On Sun, 05 Oct 2014, Søren Sandmann <soren.sandm...@gmail.com> wrote:
Comments on the patch series below. In the future, please consider
sending smaller patch sets so that I can review them in smaller chunks
of time. Those are easier to find than multiple consecutive hours ...

I know what you mean, I have the same problem following up your comments,
made worse by the fact that a lot of this is no longer fresh in my mind.
Unfortunately, my hands were tied, as I was trying to get as much done
as possible before an externally-imposed deadline, the release of
Raspberry Pi Foundation's WebKit-based browser Epiphany:

http://www.raspberrypi.org/web-browser-released/

Perhaps the thing to do is to thrash out each small group of related
patches one at a time. One advantage of there being so many is that I was
able to re-order them so that related patches (e.g. the benchmarking ones)
were next to each other.

Talking of which:

==================================================================
0002:   lowlevel parse                          Needs work
0003:   affine benchmarker                      Needs work
==================================================================

Both of these could benefit from taking the support for
format/operator parsing and printing in check-format.c and moving it
to utils.[ch], perhaps extended to deal with strings like 'none' etc.

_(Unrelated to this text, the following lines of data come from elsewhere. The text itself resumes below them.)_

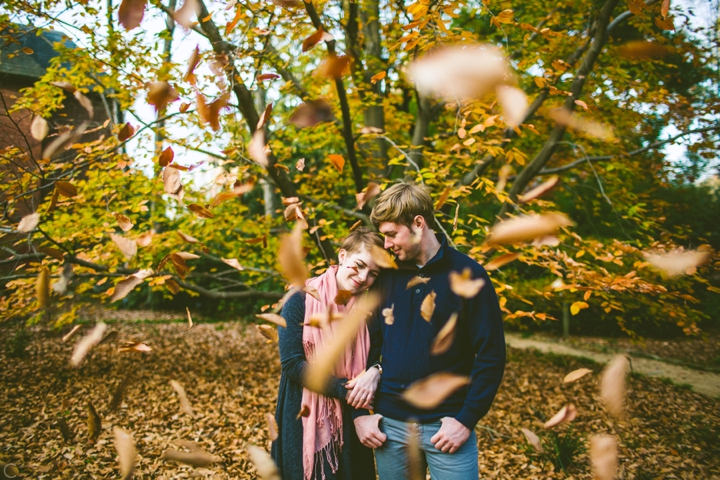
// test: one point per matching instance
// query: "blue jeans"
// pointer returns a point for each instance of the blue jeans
(391, 457)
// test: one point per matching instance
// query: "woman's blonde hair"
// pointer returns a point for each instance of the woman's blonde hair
(361, 237)
(401, 203)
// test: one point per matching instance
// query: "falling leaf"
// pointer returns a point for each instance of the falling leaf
(268, 332)
(39, 128)
(86, 343)
(131, 12)
(124, 222)
(337, 160)
(94, 423)
(333, 66)
(66, 189)
(445, 336)
(320, 370)
(566, 414)
(316, 38)
(388, 315)
(603, 456)
(498, 262)
(432, 390)
(127, 246)
(272, 426)
(197, 458)
(184, 15)
(382, 257)
(264, 464)
(539, 190)
(460, 72)
(256, 148)
(527, 227)
(125, 447)
(184, 402)
(514, 104)
(533, 440)
(160, 94)
(463, 285)
(29, 222)
(428, 306)
(311, 113)
(145, 239)
(677, 262)
(612, 385)
(126, 132)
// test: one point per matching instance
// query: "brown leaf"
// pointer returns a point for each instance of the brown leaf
(428, 306)
(334, 66)
(291, 257)
(576, 375)
(461, 72)
(320, 370)
(533, 440)
(86, 343)
(432, 390)
(160, 94)
(192, 64)
(131, 12)
(382, 257)
(312, 113)
(127, 246)
(445, 337)
(612, 385)
(85, 103)
(39, 128)
(463, 285)
(66, 189)
(342, 297)
(268, 332)
(184, 402)
(200, 211)
(124, 222)
(527, 227)
(197, 458)
(677, 262)
(540, 190)
(272, 426)
(264, 464)
(498, 262)
(603, 456)
(566, 414)
(388, 314)
(256, 148)
(125, 447)
(126, 132)
(29, 222)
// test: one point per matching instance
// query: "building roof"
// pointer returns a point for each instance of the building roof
(26, 51)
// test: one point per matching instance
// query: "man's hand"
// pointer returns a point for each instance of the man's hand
(451, 436)
(368, 430)
(362, 388)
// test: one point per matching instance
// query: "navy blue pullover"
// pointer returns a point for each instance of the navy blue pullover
(478, 349)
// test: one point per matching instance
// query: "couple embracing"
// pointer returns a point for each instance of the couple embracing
(362, 407)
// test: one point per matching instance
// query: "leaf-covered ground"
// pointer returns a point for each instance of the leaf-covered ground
(231, 376)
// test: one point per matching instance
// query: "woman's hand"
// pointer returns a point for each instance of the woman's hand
(362, 388)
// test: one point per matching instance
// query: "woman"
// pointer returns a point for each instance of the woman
(323, 444)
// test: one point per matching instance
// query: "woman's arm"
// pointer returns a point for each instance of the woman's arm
(292, 353)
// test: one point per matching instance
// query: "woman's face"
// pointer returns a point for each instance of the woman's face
(357, 271)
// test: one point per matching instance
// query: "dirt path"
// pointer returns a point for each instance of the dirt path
(703, 382)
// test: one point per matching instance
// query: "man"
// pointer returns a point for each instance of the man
(400, 349)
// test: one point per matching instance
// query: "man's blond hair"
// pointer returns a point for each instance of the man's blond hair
(401, 203)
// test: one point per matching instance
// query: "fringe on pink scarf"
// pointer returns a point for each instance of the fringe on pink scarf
(322, 428)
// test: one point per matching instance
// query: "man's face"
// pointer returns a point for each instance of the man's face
(402, 240)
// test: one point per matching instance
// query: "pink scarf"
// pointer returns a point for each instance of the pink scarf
(322, 428)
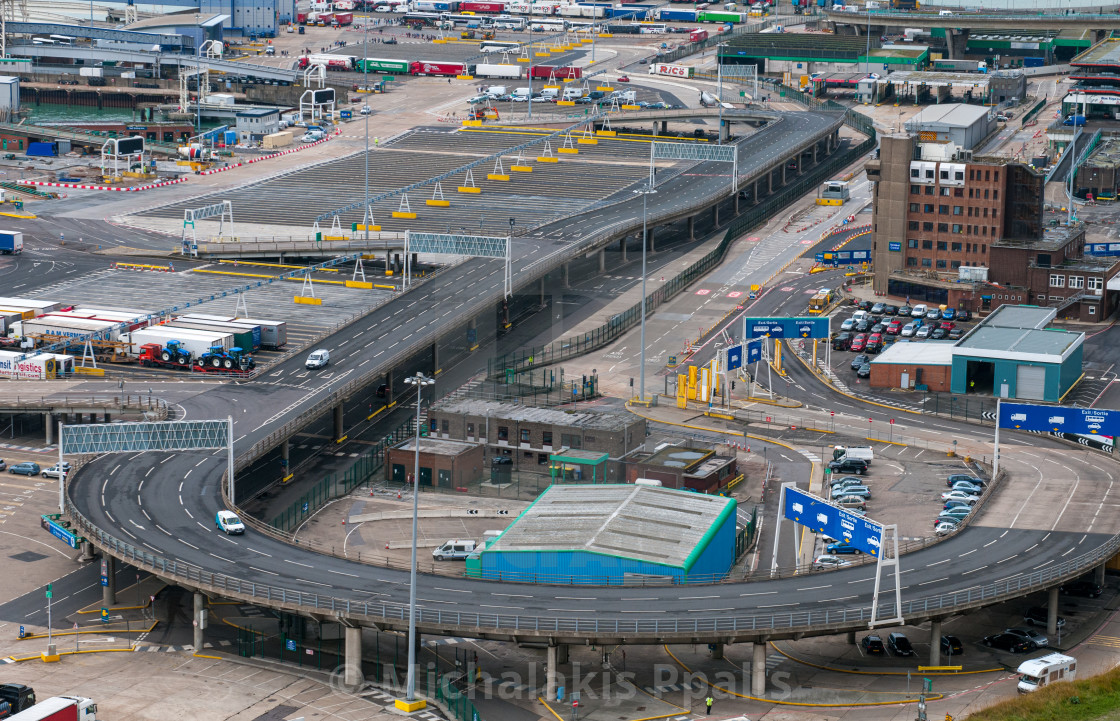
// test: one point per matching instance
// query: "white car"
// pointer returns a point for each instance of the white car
(227, 522)
(318, 358)
(960, 495)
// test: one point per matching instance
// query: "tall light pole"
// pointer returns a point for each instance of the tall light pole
(645, 190)
(419, 381)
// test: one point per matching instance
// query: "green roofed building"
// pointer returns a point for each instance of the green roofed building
(614, 534)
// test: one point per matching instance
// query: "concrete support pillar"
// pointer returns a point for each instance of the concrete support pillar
(935, 643)
(352, 670)
(199, 619)
(758, 670)
(551, 673)
(1052, 612)
(109, 591)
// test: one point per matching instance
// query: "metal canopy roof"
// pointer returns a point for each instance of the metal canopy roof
(644, 523)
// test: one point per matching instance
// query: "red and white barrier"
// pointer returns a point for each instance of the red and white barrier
(268, 157)
(102, 187)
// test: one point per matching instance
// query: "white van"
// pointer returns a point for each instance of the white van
(454, 550)
(1036, 673)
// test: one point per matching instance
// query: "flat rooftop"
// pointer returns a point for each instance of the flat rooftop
(644, 523)
(1106, 53)
(596, 420)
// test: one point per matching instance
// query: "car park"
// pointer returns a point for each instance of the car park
(1029, 635)
(229, 523)
(849, 466)
(1036, 616)
(951, 646)
(960, 495)
(1083, 588)
(899, 645)
(1007, 642)
(873, 646)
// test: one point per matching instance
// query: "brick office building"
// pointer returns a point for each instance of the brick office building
(949, 228)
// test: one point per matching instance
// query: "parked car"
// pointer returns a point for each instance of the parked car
(1029, 635)
(1083, 588)
(1036, 616)
(899, 645)
(951, 646)
(873, 646)
(1007, 642)
(849, 466)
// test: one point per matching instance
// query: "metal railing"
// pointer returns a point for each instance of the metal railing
(538, 626)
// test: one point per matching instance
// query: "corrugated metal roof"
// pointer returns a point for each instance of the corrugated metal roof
(957, 114)
(924, 353)
(597, 420)
(647, 523)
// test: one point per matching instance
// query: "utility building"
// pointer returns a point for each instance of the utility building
(614, 534)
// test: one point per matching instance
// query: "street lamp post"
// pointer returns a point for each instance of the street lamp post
(419, 381)
(645, 190)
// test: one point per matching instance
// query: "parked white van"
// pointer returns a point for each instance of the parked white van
(1036, 673)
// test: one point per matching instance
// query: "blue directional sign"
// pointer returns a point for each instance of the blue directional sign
(1026, 417)
(832, 521)
(785, 328)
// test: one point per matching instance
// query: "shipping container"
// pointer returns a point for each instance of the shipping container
(11, 242)
(674, 71)
(430, 67)
(483, 7)
(242, 337)
(383, 65)
(38, 367)
(196, 342)
(677, 16)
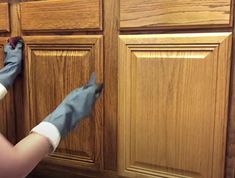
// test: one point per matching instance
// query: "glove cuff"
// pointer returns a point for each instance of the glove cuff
(3, 91)
(49, 131)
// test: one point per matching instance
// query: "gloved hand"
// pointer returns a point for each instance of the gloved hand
(12, 63)
(76, 106)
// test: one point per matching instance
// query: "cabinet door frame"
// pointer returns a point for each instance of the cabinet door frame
(91, 43)
(129, 44)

I don't think that makes sense for lowlevel_blt_bench. I was getting
fed up with having to manually add entries to tests_tbl[] in
lowlevel-blt-bench.c and create corresponding patches for each one.
However, I wanted to match the existing conventions of test names,
which meant matching things like "outrev" that differs from the
PIXMAN_OP_OUT_REVERSE style, and they also use short-form pixel format
names like "8888" rather than "a8r8g8b8".

There's also the important subtlety in the order of entries in
combine_type[] that strings are listed before any substrings so that
the "greediest" match is processed first. This is important because
the separator character '_' can appear both within the operator name
and between the operator and the first format.

However, since I was free to invent the command-line syntax for
affine-bench, I went with space-separated arguments that could easily be
parsed using format_from_string() and operator_from_string() so I have
changed those. I note that operator_name() and format_name() don't use
a macro like I did, so have the possibility of human error causing the
numerical and string versions to get out of step. Would you object if
I changed them so that they do use macros?

Also some coding style issues. (Use a typedef for structs, don't
define a struct on a single line, braces around statements that span
multiple lines -- see CODING_STYLE for more information.

To be fair, CODING_STYLE doesn't say anything about structs, and it's
harder to spot the absence of examples of something when you're trying
to copy the existing house style.

I have updated these two patches locally and will repost when I hear your
preference about the use of macros in operator_name() and format_name().